Using Scala version 2.11.8, OpenJDK 64-Bit Server VM, 1.8.0_172
Even the Scala version in the console is up to date.
$ scala -version
Scala code runner version 2.12.5-20180321-173609-unknown -- Copyright 2002-2018, LAMP/EPFL and Lightbend, Inc.
I tried installing different builds of Toree and to arrive at the same problem.
How to solve this?
OS: Manjaro Linux.
This has been a huge pain for me as well. The issue seems to be that the latest released version of Toree does not yet support spark 2.x.

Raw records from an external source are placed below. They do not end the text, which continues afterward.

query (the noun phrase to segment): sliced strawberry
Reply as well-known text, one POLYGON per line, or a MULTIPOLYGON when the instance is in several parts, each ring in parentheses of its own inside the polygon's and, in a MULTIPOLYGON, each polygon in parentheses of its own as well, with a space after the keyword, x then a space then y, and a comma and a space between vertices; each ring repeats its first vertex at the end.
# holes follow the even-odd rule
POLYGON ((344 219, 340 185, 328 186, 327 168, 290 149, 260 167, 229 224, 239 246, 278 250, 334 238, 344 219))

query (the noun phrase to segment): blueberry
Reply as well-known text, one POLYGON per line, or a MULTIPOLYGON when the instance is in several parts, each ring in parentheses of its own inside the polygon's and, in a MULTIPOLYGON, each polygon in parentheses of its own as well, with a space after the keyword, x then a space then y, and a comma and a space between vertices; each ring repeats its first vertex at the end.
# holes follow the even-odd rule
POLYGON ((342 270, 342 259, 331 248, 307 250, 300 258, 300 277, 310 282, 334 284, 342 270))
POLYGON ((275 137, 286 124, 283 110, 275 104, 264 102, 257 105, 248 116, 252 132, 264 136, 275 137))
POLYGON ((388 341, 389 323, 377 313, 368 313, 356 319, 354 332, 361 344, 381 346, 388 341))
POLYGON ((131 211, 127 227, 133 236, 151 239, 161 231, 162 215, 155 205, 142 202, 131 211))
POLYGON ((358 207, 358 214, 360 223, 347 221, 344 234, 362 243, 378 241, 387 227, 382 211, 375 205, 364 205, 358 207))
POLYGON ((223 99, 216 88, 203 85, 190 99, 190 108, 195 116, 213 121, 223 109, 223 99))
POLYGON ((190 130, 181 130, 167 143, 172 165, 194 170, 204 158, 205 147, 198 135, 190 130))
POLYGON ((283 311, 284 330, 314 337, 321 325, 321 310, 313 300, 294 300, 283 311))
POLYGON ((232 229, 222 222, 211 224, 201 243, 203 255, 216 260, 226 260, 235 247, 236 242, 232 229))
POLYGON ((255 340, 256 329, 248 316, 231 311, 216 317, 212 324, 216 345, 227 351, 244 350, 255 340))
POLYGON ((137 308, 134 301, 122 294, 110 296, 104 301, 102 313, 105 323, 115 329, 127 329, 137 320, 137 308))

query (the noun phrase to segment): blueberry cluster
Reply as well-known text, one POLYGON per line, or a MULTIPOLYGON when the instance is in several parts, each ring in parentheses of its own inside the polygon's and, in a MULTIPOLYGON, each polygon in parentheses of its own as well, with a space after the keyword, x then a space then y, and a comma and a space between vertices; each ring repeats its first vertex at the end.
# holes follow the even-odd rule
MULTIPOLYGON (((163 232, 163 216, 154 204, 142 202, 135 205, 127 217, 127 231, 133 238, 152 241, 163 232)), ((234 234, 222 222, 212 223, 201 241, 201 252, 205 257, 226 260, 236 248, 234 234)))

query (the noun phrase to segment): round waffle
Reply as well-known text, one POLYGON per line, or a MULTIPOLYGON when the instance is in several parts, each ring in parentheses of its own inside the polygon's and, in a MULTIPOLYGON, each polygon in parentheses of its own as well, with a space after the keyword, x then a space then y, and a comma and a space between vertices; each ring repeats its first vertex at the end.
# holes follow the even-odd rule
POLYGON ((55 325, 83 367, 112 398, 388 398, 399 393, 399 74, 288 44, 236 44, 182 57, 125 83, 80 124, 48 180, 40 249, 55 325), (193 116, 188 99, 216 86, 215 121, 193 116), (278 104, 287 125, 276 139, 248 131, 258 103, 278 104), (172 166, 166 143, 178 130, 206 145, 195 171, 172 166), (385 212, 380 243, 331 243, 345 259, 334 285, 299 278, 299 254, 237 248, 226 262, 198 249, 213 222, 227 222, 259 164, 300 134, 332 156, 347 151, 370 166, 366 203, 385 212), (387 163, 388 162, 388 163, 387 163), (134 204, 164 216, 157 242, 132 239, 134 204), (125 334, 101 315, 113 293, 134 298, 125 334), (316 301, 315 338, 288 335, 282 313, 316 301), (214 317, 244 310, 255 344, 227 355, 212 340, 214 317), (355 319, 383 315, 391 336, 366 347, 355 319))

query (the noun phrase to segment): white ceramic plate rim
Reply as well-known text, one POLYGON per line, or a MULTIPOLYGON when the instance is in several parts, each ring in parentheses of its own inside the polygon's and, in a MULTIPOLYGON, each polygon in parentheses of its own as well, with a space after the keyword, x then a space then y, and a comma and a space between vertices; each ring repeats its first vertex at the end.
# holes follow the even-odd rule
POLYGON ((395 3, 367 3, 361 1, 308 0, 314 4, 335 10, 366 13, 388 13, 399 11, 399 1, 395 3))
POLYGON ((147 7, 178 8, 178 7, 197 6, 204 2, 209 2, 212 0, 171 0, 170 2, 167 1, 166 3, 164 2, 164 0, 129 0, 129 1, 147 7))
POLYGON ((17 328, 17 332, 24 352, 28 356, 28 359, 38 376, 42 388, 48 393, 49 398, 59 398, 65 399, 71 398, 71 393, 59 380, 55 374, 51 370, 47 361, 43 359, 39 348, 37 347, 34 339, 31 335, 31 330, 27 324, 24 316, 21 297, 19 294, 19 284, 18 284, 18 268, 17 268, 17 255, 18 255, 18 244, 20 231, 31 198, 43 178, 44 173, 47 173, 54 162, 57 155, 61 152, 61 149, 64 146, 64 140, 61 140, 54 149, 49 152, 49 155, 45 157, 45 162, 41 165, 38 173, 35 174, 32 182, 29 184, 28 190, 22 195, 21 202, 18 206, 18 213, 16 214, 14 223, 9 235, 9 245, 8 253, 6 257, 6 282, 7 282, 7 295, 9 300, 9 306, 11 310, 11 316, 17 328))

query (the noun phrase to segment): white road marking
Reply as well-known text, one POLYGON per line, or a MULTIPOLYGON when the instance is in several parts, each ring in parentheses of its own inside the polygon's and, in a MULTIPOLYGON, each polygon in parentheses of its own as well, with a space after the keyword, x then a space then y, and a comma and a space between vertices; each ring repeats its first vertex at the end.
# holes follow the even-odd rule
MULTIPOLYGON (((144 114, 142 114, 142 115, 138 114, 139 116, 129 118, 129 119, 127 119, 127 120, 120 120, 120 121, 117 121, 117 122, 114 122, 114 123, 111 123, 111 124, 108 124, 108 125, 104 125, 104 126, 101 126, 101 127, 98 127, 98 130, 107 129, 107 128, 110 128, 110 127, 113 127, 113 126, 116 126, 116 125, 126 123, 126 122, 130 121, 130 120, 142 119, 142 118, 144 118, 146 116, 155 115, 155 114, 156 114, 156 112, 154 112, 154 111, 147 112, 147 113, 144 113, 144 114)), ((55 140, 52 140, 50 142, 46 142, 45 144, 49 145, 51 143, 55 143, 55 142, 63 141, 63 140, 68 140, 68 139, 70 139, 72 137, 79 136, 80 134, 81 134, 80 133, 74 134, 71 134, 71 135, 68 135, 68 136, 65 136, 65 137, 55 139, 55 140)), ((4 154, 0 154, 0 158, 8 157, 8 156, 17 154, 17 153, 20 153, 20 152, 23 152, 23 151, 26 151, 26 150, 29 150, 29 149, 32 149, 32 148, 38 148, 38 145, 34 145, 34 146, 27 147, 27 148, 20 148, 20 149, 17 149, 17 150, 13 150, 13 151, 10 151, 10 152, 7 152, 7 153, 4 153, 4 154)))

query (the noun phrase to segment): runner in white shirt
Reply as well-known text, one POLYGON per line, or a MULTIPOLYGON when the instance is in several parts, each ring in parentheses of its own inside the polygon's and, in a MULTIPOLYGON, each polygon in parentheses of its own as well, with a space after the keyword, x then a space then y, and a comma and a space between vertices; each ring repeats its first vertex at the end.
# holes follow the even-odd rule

The solution is to install it from source. This gist walks you through the steps to install it on ubuntu: https://gist.github.com/mikecroucher/b57a9e5a4c1a1a2045f30a901b186bdf
The short version is:
Install sbt: https://www.scala-sbt.org/1.0/docs/Setup.html
git clone https://github.com/apache/incubator-toree
cd incubator-toree/
make dist
make release
ignore the following error if you get it:
/bin/sh: 1: docker: not found
Makefile:212: recipe for target 'dist/toree-pip/toree-0.2.0.dev1.tar.gz' failed
make: *** [dist/toree-pip/toree-0.2.0.dev1.tar.gz] Error 127
then:
cd dist/toree-pip/
python setup.py install
finally you are ready to install toree:
jupyter toree install --kernel_name=bespoke_spark --spark_home=/path/to/spark --user
As a bonus, remember to add:
spark.sql.catalogImplementation hive
To your spark default configurations so that you can connect to hive (if you need it).